Animal cloning uses a method called ‘somatic cell nuclear transfer’. A nucleus is extracted from a normal body cell (a ‘somatic’ cell) and transferred to an empty egg cell that has had its own nucleus removed. An electric current is then applied to make the nucleus and egg cell fuse together. If it is successful, and the egg begins to divide normally, the resulting embryo is then implanted into the uterus of a surrogate mother to continue developing.
As cloning only requires a body cell from the animal to be cloned, it is particularly useful when the egg or sperm cells of the animal are difficult to acquire. Just look at the movie Jurassic Park: scientists used blood cells to resurrect dinosaurs. So, by using cryopreservation and cloning, could we preserve cells from currently endangered animals and one day resurrect them even after they’ve gone extinct?
It has, in fact, already been done. In January 2009, a Pyrenean ibex was cloned from the preserved DNA of a skin sample taken before the last animal died in 2000. However this individual, the first animal to ever become ‘un-extinct’, only survived for seven minutes before dying of lung defects.

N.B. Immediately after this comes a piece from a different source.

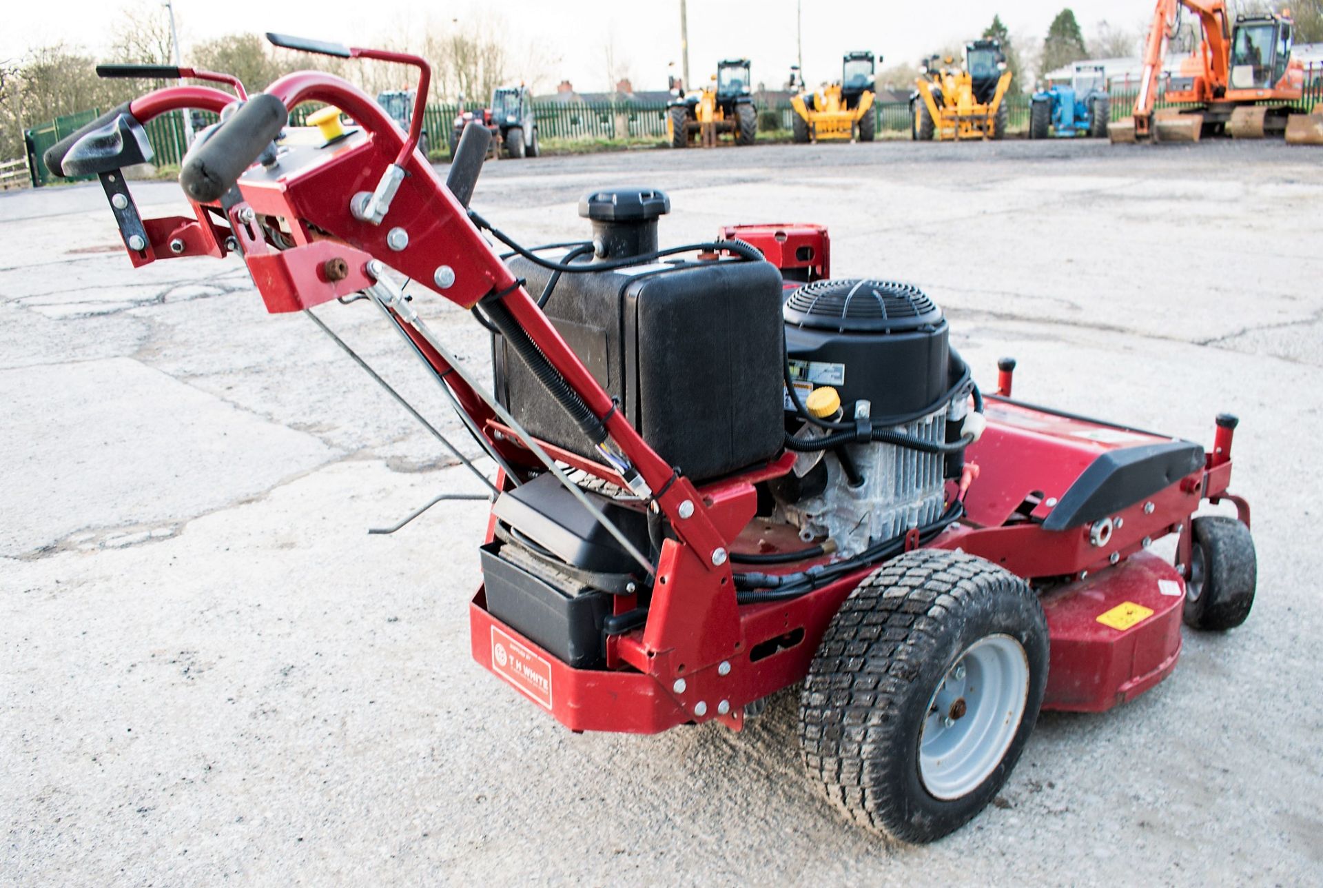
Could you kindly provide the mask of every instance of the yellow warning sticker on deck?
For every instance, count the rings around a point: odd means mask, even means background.
[[[1098,622],[1122,631],[1135,623],[1142,623],[1154,615],[1152,607],[1136,605],[1132,601],[1123,601],[1109,611],[1098,614]]]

A major problem with the cloning approach is its dismally low success rate of only 6%. There can be many complications, such as early stage incompatibility of the nucleus and egg cell, complications in pregnancy or a long list of abnormalities in the clone due to incorrect gene expression.
But cloning technology is fast improving.
In November of 2012, Brazilian scientists announced they were preparing to clone eight endangered species, including black lion tamarin monkeys, collared anteaters and jaguars. And in December 2011 a research team declared they were hoping to clone a woolly mammoth within five years, using a well-preserved sample of bone marrow and an African elephant as a surrogate mother.
However, many conservationists dislike the idea of relying on cloning to save endangered species, and insist that all efforts must primarily be focused on habitat conservation: after all, what use is being able to clone an animal if its natural habitat is gone? These cloned animals will not be adapted to live in the new environment. In addition, a population of clones originating from only a few individuals would be genetically weak, and with no parents to teach them their natural behaviour they might not survive at all. So while it may be possible, cloned animals would only really hold aesthetic value. Surviving in zoos as nothing more than exhibits, rather than repopulate the planet, they would simply remind us of the awful job we had done at sustaining the biodiversity of our planet.